Ce que j'aime avec
Fabien Sanchez, c'est qu'aucun de ses livres n'est pareil à un autre.
Certains auteurs ont un style bien à eux, à chaque fois reconnaissable, ainsi qu' un faisceau d'obsessions identiques de livres en livres, pas lui. de son premier recueil de nouvelles
Ceux qui ne sont pas en mer à celui-ci
Un train est passé, en passant par des recueils de
poèmes et un autre superbe roman
le sourire des évadés,
Fabien Sanchez explore le champ de l'écriture,
non pas pour distraire, mais pour nous mettre le nez dans ce qui nous préoccupe tous ; il parle du quotidien mais dans un langage de plus en plus recherché, allégorique, riche de sens et de nuances, l'on a l'impression qu'il reste à la surface des choses et des êtres comme pour mieux
en exprimer les zones cachées et les profondeurs.
Le regard qu'il pose sur les sentiments humains est toujours bienveillant, mais l'on sent bien que lorsqu'il parle des autres, il ne parle pas pour eux, mais pour nous, et de lui-même ; il y a chez lui un souci de la vérité des sentiments et une exigence stylistique, comme si le style voulait leur rendre hommage, et que de cet hommage, naisse une oeuvre d'art.
Car ce qui importe chez lui, comme il l'a déclaré, ce n'est pas tant de raconter une histoire, sinon la manière dont on la raconte. le style est tout, et
Fabien Sanchez n'en manque pas.
Sa prose s'enrichit de livre en livre, gagne en maturité, en maitrise ; mais pas en sagesse, et heureusement, elle reste au service de personnages écorchés vifs, jamais tièdes, toujours denses, profonds et inspirés, au point que l'on se demande s'ils ont existé ou ne sont que pure invention, car dans la vie de tous les jours, on ne trouve pas toujours des personnages aussi vivants, inspirés que Mathias le narrateur, ou son ami François, ou Jean Gadenne (faut-il voir dans ce nom un clin d'oeil à l'écrivain
Paul Gadenne ?) le drogué du village ou cette femme blessée Beatrice Kleinfinger dont Mathias tombe amoureux, sorte d'antithèse (le mot est barbare) d'Emma Bovary.
Rien n'est superflus, tout va toujours à l'essentiel, ou l'effleure, quand il ne tourne pas tourne autour.

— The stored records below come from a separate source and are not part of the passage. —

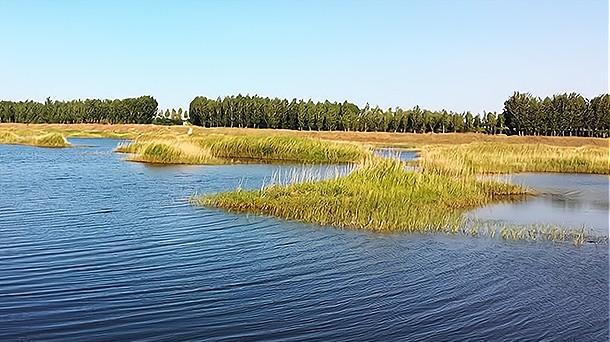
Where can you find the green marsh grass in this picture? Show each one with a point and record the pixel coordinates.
(380, 195)
(218, 149)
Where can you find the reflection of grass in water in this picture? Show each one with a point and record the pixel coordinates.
(217, 149)
(33, 139)
(532, 232)
(380, 196)
(479, 158)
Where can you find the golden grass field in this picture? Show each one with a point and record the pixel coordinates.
(405, 140)
(380, 195)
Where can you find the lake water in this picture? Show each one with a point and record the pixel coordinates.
(93, 248)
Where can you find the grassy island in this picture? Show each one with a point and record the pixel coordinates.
(380, 196)
(219, 149)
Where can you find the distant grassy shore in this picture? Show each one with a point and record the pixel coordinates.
(171, 148)
(40, 139)
(380, 195)
(404, 140)
(449, 153)
(479, 158)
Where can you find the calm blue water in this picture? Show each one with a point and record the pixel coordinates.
(93, 248)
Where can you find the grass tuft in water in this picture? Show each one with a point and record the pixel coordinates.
(218, 149)
(379, 196)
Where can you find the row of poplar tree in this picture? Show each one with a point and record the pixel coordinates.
(524, 114)
(132, 110)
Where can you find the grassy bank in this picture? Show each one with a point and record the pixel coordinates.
(479, 158)
(217, 149)
(41, 140)
(379, 196)
(369, 138)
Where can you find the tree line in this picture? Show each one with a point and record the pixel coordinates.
(564, 114)
(142, 109)
(558, 115)
(523, 114)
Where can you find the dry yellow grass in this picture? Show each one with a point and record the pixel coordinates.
(476, 158)
(40, 139)
(372, 138)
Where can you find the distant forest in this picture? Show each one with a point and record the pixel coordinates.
(523, 114)
(133, 110)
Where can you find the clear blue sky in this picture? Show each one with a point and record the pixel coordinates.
(459, 55)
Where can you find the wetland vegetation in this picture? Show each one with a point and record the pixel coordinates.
(40, 140)
(218, 149)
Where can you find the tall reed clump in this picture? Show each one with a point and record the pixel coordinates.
(379, 196)
(217, 149)
(477, 158)
(168, 152)
(33, 139)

Ce court roman se lit d'une traite, le souffle court, et l'on arrive à la fin, hors d'haleine, riche d'émotions, et un brin planant au-dessus du réel., qui, comme l'écrivait
René Char, ne se traverse que soulevé.
Fabien Sanchez a déclaré : J'écris aujourd'hui pour arracher sa part d'ombre à ce que l'ombre a autrefois caché dans son indicible clarté.
L'ombre et la clarté sont les deux pôles de ce huitième livre de l'auteur, et entre les deux, il y a des personnages qui sont le reflet de l'indicible, et qui, le reflétant, deviennent les figures incarnées de nos multiples visages.
Chez
Fabien Sanchez, je n'est pas un autre ; je est tous les autres.
Ici, je le cite, pour conclure :
Ce qui nous rend tous identiques est que nous sommes tous singuliers.